Multiplexing of nonlinear single photon pair generation based on thin-film lithium niobate photonics platform

Yunhong Ding

Department of Electrical and Photonics Engineering

Technical University of Denmark

Abstract: Quantum photonics is emerging as a prominent candidate for the development and implementation of quantum technologies, manifesting its capabilities in demonstrating a quantum computational advantage, and ensuring error protection. However, in order to fully harness the potential of quantum technologies beyond proof-of-principle experiments, periodic and near-deterministic single-photon sources are required. Heralded photon sources, crucial in many quantum photonics investigations, generate a pair of single photons (signal and idler) through the virtual absorption of two pump photons, utilizing nonlinear optical processes, such as spontaneous four-wave mixing (SFWM). However, their performance is constrained by the limited probability of generating a photon pair to avoid unwanted multiple-photon-pair generation. This limitation impedes the scalability, making them unsuitable for more complex architectures. To address this challenge, a technique called multiplexing of probabilistic sources was proposed. The basic idea is to use a number of photon pair sources and exploit heralding (detection of idler photon) for routing the heralded photon (signal) to a single mode output. Multiplexing can utilize various orthogonal degrees of freedom, including temporal, spatial or their combinations. Temporal multiplexing schemes, which require only a single photon detector, an actively controllable storage medium, and a photon pair source, offer a significant advantage over spatial multiplexing schemes in terms of physical resources. Previous demonstrations of temporal multiplexing in fiber-based systems have been reported with effective enhancements of the single photon generation probability. However, the scalability is limited by discrete components. In this work, we present the first temporal multiplexing scheme on-chip, based on high-speed and low-loss thin film lithium niobate (TFLN) photonics device. We have demonstrated single photon storage on-chip, and effective temporal multiplexing of single photon pairs, showing excellent scalability and potential for future near-deterministic nonlinear single photon generation.
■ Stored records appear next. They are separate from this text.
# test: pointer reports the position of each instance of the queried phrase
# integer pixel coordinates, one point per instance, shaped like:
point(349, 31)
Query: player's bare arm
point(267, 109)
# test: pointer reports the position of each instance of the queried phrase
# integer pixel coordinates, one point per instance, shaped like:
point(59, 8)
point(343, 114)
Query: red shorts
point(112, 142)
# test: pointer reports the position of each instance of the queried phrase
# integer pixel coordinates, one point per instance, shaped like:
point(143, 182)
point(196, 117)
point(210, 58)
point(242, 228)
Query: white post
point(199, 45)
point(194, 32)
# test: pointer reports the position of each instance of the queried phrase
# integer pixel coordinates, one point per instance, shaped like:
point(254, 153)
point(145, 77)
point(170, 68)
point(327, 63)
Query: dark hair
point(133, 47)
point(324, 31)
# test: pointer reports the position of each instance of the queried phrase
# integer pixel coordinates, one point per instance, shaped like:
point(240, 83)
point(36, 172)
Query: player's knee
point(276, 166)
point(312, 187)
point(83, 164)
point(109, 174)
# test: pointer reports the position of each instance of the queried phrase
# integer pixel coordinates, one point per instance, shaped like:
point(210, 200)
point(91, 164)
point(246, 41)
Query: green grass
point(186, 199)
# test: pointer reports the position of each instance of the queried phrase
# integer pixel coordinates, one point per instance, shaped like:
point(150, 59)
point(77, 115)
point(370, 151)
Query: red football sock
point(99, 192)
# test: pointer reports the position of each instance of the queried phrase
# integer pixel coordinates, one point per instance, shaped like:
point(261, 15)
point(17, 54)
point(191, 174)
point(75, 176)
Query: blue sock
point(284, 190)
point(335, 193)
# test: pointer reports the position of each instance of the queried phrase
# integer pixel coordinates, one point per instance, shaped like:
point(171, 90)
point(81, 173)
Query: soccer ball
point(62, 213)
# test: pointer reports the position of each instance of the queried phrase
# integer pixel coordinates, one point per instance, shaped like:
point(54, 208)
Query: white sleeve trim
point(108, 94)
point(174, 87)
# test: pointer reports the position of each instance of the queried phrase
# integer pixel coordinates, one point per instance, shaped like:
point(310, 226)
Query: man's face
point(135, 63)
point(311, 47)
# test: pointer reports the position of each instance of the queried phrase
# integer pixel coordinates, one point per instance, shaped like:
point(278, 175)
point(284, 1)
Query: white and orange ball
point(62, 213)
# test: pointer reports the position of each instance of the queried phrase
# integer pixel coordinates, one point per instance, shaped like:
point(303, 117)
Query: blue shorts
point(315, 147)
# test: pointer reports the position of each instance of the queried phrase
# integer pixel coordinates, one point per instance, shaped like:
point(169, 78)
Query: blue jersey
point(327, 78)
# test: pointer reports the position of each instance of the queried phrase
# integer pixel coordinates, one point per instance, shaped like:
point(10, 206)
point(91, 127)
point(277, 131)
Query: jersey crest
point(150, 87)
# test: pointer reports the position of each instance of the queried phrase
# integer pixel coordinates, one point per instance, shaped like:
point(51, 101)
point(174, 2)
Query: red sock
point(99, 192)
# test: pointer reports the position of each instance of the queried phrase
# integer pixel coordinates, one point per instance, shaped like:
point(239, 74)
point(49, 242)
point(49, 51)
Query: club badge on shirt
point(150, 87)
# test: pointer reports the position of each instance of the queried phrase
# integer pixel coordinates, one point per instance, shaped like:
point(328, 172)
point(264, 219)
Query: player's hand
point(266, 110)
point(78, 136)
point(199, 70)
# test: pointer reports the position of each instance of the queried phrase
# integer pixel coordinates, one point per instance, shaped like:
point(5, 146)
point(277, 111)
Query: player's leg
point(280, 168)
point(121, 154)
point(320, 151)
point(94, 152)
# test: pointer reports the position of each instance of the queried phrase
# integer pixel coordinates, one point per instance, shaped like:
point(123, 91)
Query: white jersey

Biography: Prof. Yunhong Ding obtained his Ph.D. at the Huazhong University of Science and Technology, Wuhan, China, in 2011. Afterwards, he joined the Department of Electrical and Photonics Engineering (DTU Electro), and has been the PI or Co-PI of H.C. Ørsteds Grant, DFF FTP Grant, Sapere Aude Forskertalent, and EU QuantERA Project. Since 2017, he has been an Associate Professor/Senior Researcher at DTU Electro, and was granted the Villum Young Investigator in 2019. In 2018, Dr. Ding founded a foundry SiPhotonIC ApS which provides services of design and fabrication of photonic integrated circuits on silicon photonics platform. Dr. Ding research activities are focused on integrated quantum photonics based on silicon photonics and thin-film lithium niobate photonics platforms. Dr. Ding has published more than 80 peer reviewed papers, including Science, Nature Photonics, Nature Physics, Nature Communications, Nano Letters etc.